Third, we are struck by the almost universal use of a “one-size-fits-all” approach to the delivery of feedback: there seems to be a belief that a single mode, frequency, form, and/or level of each of the five elements of feedback will work equally well for all patients without consideration of different patient needs, preferences, skills, and experiences. This uniform approach precludes patient tailoring and de-emphasizes designing feedback programs in ways that meet the needs of individual patients. Furthermore, such an approach does not provide clinicians and patients with a menu of easily selected options for use in designing feedback programs that address specific clinical problems or questions in patient-tailored ways.

Fourth, there is a striking lack of comprehensiveness and perspective when considering the frequent inconsistent or contradictory findings across studies. For example, among the four HbA1c feedback studies described above, a crucial feedback element that seems to have been omitted from consideration is the presence/absence of direct feedback support from a health care professional. Interestingly, direct support was provided as part of the protocol in the two studies with positive glycemic findings [19, 20], whereas no direct support was provided in the two studies with negative findings [21, 22]. Thus, it may be important to take into account the multiple elements of feedback when evaluating the results of a feedback program.

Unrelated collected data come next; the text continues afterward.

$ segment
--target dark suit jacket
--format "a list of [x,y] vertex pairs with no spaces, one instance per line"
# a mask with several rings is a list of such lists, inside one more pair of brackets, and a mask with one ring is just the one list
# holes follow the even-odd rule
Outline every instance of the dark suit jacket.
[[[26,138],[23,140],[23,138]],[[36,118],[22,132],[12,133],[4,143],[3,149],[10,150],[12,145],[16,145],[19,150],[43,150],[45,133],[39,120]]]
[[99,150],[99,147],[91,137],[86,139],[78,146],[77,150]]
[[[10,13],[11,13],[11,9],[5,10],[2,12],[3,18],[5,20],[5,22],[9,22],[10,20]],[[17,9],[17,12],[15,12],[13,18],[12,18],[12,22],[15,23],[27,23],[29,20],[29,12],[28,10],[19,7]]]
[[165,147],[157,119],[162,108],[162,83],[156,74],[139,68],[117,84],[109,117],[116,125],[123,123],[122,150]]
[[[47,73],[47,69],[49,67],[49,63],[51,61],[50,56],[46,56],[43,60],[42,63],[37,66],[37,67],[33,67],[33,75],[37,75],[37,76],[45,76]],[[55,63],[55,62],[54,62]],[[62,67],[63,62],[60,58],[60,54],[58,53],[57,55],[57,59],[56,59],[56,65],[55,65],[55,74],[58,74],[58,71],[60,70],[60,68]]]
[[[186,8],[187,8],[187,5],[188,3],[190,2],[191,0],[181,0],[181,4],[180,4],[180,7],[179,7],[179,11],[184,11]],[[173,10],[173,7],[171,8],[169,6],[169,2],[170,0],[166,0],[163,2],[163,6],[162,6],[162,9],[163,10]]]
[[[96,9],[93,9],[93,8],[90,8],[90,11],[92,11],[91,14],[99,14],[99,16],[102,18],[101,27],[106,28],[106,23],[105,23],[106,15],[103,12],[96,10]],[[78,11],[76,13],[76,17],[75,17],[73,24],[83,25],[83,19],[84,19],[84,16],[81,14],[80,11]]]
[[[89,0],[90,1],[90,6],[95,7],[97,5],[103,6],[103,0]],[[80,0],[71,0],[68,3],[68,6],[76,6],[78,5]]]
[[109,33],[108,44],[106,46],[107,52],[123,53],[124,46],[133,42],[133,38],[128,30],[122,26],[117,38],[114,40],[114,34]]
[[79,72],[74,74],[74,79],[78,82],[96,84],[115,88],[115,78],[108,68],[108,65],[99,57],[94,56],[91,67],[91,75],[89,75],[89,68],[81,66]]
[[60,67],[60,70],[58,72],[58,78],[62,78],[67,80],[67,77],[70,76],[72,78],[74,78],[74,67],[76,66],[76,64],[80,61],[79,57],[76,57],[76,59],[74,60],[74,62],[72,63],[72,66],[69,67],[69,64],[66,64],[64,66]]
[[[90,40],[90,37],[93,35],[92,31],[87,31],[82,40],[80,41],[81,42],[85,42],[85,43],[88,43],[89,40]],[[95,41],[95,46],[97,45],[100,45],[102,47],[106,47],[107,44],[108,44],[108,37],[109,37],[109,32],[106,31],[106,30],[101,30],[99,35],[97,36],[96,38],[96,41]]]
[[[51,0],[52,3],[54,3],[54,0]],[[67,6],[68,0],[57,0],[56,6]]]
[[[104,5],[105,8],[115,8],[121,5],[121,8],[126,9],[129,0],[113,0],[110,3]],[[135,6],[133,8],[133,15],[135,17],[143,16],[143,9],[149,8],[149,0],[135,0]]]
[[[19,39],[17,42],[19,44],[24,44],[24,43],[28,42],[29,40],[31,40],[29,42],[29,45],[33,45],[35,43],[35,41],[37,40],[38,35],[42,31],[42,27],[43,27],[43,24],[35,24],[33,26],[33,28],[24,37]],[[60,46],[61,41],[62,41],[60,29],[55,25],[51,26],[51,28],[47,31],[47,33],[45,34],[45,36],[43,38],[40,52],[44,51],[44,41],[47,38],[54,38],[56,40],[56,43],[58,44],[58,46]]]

Last, as technology advances and as feedback devices for diabetes self-management become smaller, more easily used, and less expensive, we expect that the number and complexity of these devices will increase dramatically. There is a danger that a focus on technological sophistication will wow consumers with “cool apps” and devices will become more complex simply because we will have the technology to make them so [69] and not because they offer improvements in clinical outcomes over time. Many of these devices may serve a clinical need, but their emergence into the market must be accompanied by an equal emphasis on patient preference, the clinical problem they address, and the behavioral processes that link feedback to health-related outcomes. This interactive process between patient and feedback, taking into account all five elements of feedback, has not been well attended to in the current literature. We call for greater integration of the psychology of behavioral change into the development of new devices and the utilization of effective feedback in diabetes care.